Selon les différentes prévisions, même les plus optimistes, la population de ces pollinisateurs continuera probablement de se raréfier pendant les prochaines décennies. Les espèces les plus au nord risquent de s’éteindre, tandis que celles du centre et du sud pourraient bien se déplacer vers des régions plus froides.
«Selon les projections, 75% des espèces pourraient perdre un tiers de leur distribution en Europe. Le problème c’est que lorsqu’on a de petites distributions, les animaux commencent à se reproduire entre eux, ce qui amène une perte de la diversité génétique, puis une extinction», précise Guillaume Ghisbain.
La disparition des bourdons pourrait avoir des conséquences importantes sur la biodiversité, mais aussi sur la nourriture. Moins de pollinisation pourrait réduire la présence de certaines plantes essentielles à la consommation des herbivores. Cela aurait un impact sur l’entièreté de la chaîne alimentaire.
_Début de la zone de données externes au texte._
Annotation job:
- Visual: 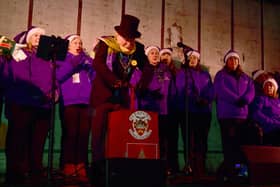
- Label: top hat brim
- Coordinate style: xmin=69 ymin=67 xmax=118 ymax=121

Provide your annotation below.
xmin=115 ymin=25 xmax=141 ymax=38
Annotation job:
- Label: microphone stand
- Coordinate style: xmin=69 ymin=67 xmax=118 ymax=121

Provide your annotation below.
xmin=37 ymin=35 xmax=69 ymax=186
xmin=184 ymin=58 xmax=192 ymax=175
xmin=47 ymin=52 xmax=56 ymax=183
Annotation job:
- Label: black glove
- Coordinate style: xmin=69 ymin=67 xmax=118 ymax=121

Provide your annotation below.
xmin=151 ymin=89 xmax=163 ymax=99
xmin=196 ymin=97 xmax=209 ymax=106
xmin=235 ymin=98 xmax=247 ymax=107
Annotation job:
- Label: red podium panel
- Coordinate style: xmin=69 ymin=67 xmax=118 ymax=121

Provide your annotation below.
xmin=106 ymin=110 xmax=159 ymax=159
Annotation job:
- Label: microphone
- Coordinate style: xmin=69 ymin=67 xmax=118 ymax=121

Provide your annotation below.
xmin=177 ymin=42 xmax=193 ymax=54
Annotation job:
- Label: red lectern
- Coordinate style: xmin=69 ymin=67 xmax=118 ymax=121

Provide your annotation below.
xmin=105 ymin=110 xmax=160 ymax=159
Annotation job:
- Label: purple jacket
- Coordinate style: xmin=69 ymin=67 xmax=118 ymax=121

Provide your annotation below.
xmin=56 ymin=53 xmax=95 ymax=106
xmin=4 ymin=49 xmax=53 ymax=108
xmin=252 ymin=96 xmax=280 ymax=133
xmin=214 ymin=68 xmax=255 ymax=119
xmin=139 ymin=63 xmax=172 ymax=115
xmin=175 ymin=68 xmax=214 ymax=113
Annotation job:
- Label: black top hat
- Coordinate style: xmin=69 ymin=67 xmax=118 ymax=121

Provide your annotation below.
xmin=115 ymin=14 xmax=141 ymax=38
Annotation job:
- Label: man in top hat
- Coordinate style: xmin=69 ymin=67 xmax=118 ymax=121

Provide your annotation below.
xmin=90 ymin=15 xmax=147 ymax=183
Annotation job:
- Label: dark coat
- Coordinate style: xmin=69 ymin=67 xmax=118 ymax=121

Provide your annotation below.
xmin=90 ymin=41 xmax=147 ymax=107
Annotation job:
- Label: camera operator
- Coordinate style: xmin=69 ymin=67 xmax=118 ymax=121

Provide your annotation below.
xmin=5 ymin=27 xmax=56 ymax=185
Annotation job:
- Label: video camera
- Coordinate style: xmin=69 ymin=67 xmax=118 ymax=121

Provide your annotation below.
xmin=36 ymin=35 xmax=69 ymax=60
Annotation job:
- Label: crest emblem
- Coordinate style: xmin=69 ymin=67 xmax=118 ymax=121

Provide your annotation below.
xmin=128 ymin=111 xmax=152 ymax=140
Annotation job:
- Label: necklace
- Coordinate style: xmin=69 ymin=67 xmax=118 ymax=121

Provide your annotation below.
xmin=119 ymin=53 xmax=133 ymax=73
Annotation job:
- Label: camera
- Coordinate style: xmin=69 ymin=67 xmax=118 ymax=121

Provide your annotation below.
xmin=36 ymin=35 xmax=69 ymax=60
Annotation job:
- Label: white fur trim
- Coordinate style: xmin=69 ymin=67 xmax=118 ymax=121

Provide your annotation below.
xmin=187 ymin=50 xmax=200 ymax=59
xmin=159 ymin=48 xmax=172 ymax=56
xmin=225 ymin=51 xmax=240 ymax=63
xmin=252 ymin=69 xmax=265 ymax=80
xmin=67 ymin=34 xmax=80 ymax=42
xmin=263 ymin=78 xmax=278 ymax=90
xmin=145 ymin=45 xmax=159 ymax=56
xmin=26 ymin=27 xmax=46 ymax=43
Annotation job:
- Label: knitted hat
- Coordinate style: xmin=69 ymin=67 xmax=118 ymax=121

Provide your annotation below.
xmin=252 ymin=69 xmax=265 ymax=80
xmin=159 ymin=48 xmax=173 ymax=56
xmin=263 ymin=78 xmax=278 ymax=90
xmin=224 ymin=50 xmax=240 ymax=63
xmin=187 ymin=50 xmax=200 ymax=59
xmin=115 ymin=15 xmax=141 ymax=38
xmin=65 ymin=34 xmax=80 ymax=42
xmin=14 ymin=26 xmax=46 ymax=44
xmin=145 ymin=45 xmax=159 ymax=56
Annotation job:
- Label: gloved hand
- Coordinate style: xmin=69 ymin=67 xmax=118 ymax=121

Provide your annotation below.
xmin=235 ymin=98 xmax=247 ymax=107
xmin=113 ymin=80 xmax=129 ymax=89
xmin=196 ymin=97 xmax=209 ymax=106
xmin=151 ymin=89 xmax=163 ymax=99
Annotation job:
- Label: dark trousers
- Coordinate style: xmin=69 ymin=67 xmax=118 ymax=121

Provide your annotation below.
xmin=61 ymin=104 xmax=90 ymax=166
xmin=91 ymin=103 xmax=119 ymax=164
xmin=187 ymin=112 xmax=211 ymax=175
xmin=158 ymin=115 xmax=179 ymax=172
xmin=5 ymin=104 xmax=51 ymax=178
xmin=219 ymin=118 xmax=248 ymax=177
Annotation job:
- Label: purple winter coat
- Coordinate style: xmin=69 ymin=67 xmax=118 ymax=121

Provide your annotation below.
xmin=139 ymin=63 xmax=172 ymax=115
xmin=214 ymin=68 xmax=255 ymax=119
xmin=252 ymin=96 xmax=280 ymax=133
xmin=176 ymin=68 xmax=214 ymax=113
xmin=4 ymin=49 xmax=53 ymax=108
xmin=56 ymin=53 xmax=95 ymax=106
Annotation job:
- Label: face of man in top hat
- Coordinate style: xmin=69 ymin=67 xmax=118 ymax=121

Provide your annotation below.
xmin=116 ymin=33 xmax=135 ymax=52
xmin=115 ymin=15 xmax=141 ymax=52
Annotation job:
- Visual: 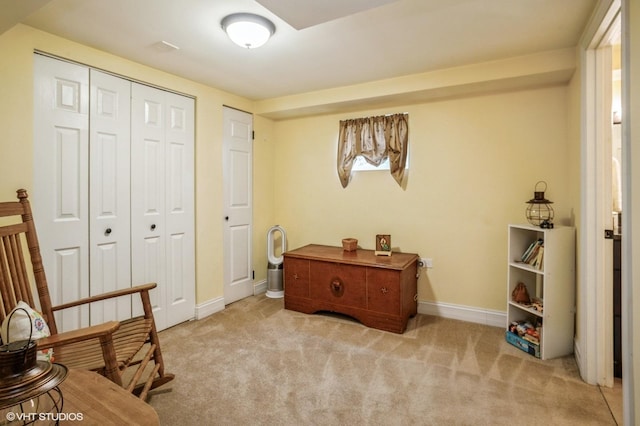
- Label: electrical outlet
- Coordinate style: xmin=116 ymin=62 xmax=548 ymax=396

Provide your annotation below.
xmin=418 ymin=257 xmax=433 ymax=268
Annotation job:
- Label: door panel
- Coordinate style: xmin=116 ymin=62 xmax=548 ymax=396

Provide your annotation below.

Cette diminution de la pollinisation risque aussi d’amoindrir des plantes consommées par les humains : la nourriture pourrait devenir plus rare, plus chère et de moins bonne qualité. À cela s’ajoutent les risques de sécheresse déclenchés par les canicules futures.
«D’un point de vue de l’économie comme de la santé humaine, le déclin des bourdons et le changement du climat peuvent avoir des impacts qui sont assez grands», rappelle Guillaume Ghisbain.
Et maintenant, on fait quoi?
Alors que les bourdons continueront sûrement de disparaître, il est toutefois possible de ralentir leur déclin, voire de sauver certaines espèces.
Au niveau individuel, Guillaume Ghisbain conseille d’éviter de consommer des aliments issus de l’agriculture intensive, et de privilégier plutôt un commerce local, avec une agriculture plus respectueuse de l’environnement.
Les propriétaires d’un jardin sont aussi invités à laisser pousser des mauvaises herbes, comme les trèfles, les chardons, les lamiers, qui s’avèrent être des denrées importantes pour les pollinisateurs.
«Quand on réfléchit à une échelle individuelle, on peut regarder son environnement et se demander s’il est propice à la vie sauvage. Si on tond son jardin quand on a la moindre “mauvaise herbe”, on ne peut pas s’attendre à ce qu’il y en ait», insiste Guillaume Ghisbain.
À l’échelle mondiale et nationale, la diminution des gaz à effets de serre est essentielle pour sauver à la fois les bourdons, mais aussi de nombreuses autres espèces animales et végétales sensibles au réchauffement climatique.
En Europe, la restructuration, la restauration et la protection des habitats naturels sont des enjeux primordiaux pour que les bourdons puissent continuer, à la grande joie de la nature, mais aussi des observateurs, de butiner de fleur en fleur.